この少女――梅里志穂の言葉が本当なら、一体いつから葬魔士として戦っているのだろう。いや、それ以上に、触れれば壊れてしまいそうなほど脆く見える志穂が、あの獰猛な魔獣に太刀打ちできるとは、美鶴には到底考えられなかった。
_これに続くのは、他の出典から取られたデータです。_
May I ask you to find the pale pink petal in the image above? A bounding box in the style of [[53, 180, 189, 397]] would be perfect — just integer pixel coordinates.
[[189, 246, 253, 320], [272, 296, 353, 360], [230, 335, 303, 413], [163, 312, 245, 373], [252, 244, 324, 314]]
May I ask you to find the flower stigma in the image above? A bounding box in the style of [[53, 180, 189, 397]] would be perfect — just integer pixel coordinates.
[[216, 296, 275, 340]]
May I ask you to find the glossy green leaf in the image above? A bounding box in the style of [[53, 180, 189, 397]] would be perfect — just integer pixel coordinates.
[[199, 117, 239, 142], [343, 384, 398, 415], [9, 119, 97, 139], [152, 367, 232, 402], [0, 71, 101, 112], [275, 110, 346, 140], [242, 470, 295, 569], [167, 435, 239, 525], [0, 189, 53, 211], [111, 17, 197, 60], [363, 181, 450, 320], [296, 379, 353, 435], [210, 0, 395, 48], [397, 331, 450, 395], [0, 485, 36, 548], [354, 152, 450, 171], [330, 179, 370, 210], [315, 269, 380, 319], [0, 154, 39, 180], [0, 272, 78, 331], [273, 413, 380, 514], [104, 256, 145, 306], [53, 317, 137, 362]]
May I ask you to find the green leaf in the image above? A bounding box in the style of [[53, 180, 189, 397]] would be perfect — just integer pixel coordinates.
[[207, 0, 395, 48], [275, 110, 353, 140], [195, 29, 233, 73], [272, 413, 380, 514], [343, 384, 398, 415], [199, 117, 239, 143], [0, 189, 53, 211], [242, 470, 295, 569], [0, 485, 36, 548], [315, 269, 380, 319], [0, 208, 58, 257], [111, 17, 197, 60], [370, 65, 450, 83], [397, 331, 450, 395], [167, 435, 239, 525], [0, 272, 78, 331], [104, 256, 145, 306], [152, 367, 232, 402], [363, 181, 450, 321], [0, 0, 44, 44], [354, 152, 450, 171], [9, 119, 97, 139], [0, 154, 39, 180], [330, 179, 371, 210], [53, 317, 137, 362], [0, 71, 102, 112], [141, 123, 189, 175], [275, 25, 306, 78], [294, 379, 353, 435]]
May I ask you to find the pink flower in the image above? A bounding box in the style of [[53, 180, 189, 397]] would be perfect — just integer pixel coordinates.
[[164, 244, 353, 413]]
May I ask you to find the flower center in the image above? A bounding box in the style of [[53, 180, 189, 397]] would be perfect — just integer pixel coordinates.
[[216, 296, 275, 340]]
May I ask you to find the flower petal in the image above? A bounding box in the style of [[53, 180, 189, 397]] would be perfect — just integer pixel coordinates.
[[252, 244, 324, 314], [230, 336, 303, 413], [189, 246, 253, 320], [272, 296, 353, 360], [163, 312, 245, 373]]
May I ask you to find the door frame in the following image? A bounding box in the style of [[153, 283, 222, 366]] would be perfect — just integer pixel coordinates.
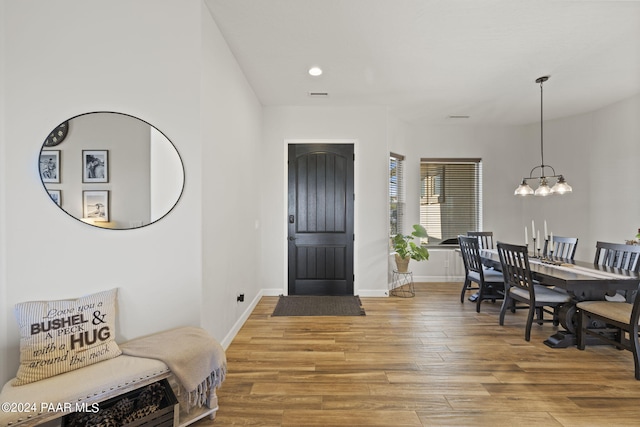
[[280, 138, 360, 295]]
そうして美鶴が志穂を見つめていると、忙しなく動く指先に自然と視線が行った。
「あ……それってもしかしてクリハン?」
たまたま携帯ゲーム機の画面が目に入った美鶴は、志穂に尋ねた。
“クリハン”とは、クリーチャーハンターの略であり、その名のとおりクリーチャーをハントするゲームである。
「知ってるの?」
勢いよく顔を上げた志穂は、ぱっと目を輝かせながら美鶴を見つめた。
「え、ええ……昔、お父さんが遊んでたから」
豹変した志穂の様子にやや困惑しながらも、美鶴は答えた。
今は亡き彼女の父は、俗に言うゲーマーだった。まだ幼かった美鶴は一緒に遊ぶことができず、父がゲームで遊んでいる姿を眺めるだけに過ぎなかった。
「美鶴は?」
「私はやったことなくて……」
「じゃあ、一緒にやろう」
志穂はそう言うと、もう一台の携帯ゲーム機を制服の内ポケットから取り出した。
「えっと……今?」
美鶴の問いに、志穂はこくりと頷いて返した。
「ごめんなさい。今、それどころじゃなくて……」
「……残念」
がっくりと肩を落とした志穂を見て、美鶴は申し訳ない気持ちを覚えた。
「あ、それなら……今度、一緒に遊びましょうか」
「うん」
美鶴の提案に表情を明るくした志穂は、大きく頷いて返した。仕草のせいか、美鶴には目の前の少女が見た目以上に幼く見えた。
「ふーゆみーん!」
眼下からいきなり大声で呼ばれ、驚いた美鶴は、肩をびくんと跳ね上げた。
「呼んでる」
翔の声がした方向を見ながら、真顔に戻った志穂が言った。
「は、はい! なんでしょうか……?」
手摺から顔を覗かせた美鶴が恐る恐るといった様子で尋ねる。
「合図頼むよ!」
右手で剣を握っている翔は、空いている左手を大きく振った。
「合図……?」
「模擬戦開始の合図。“用意、始め”って言って」
見兼ねた志穂は、壁の陰から助け舟を出した。
「分かりました」
数メートル下の剣を構えている隼人を見ると、彼は美鶴を見つめ返して無言で頷いた。
「長峰さん……」
その呟きは、誰に届くこともなく宙に消えた。
「……っ」
これから剣を交える二人よりも、美鶴は緊張していた。
戦闘開始の合図を出すため、彼女は深く息を吸う。
「用意――」
片手を振り上げて、美鶴が声を張り上げた。
静寂に包まれた訓練場に少女の声が響き、対峙する二人の葬魔士の闘志が熱気となって周囲に満ちていく。
その緊迫感に圧倒された若き葬魔士たちは、手摺を握って息を呑んだ。
「始め!」
手を振り下ろすとともに、美鶴は戦闘開始を宣言する――その瞬間、地下に炸裂音が轟いた。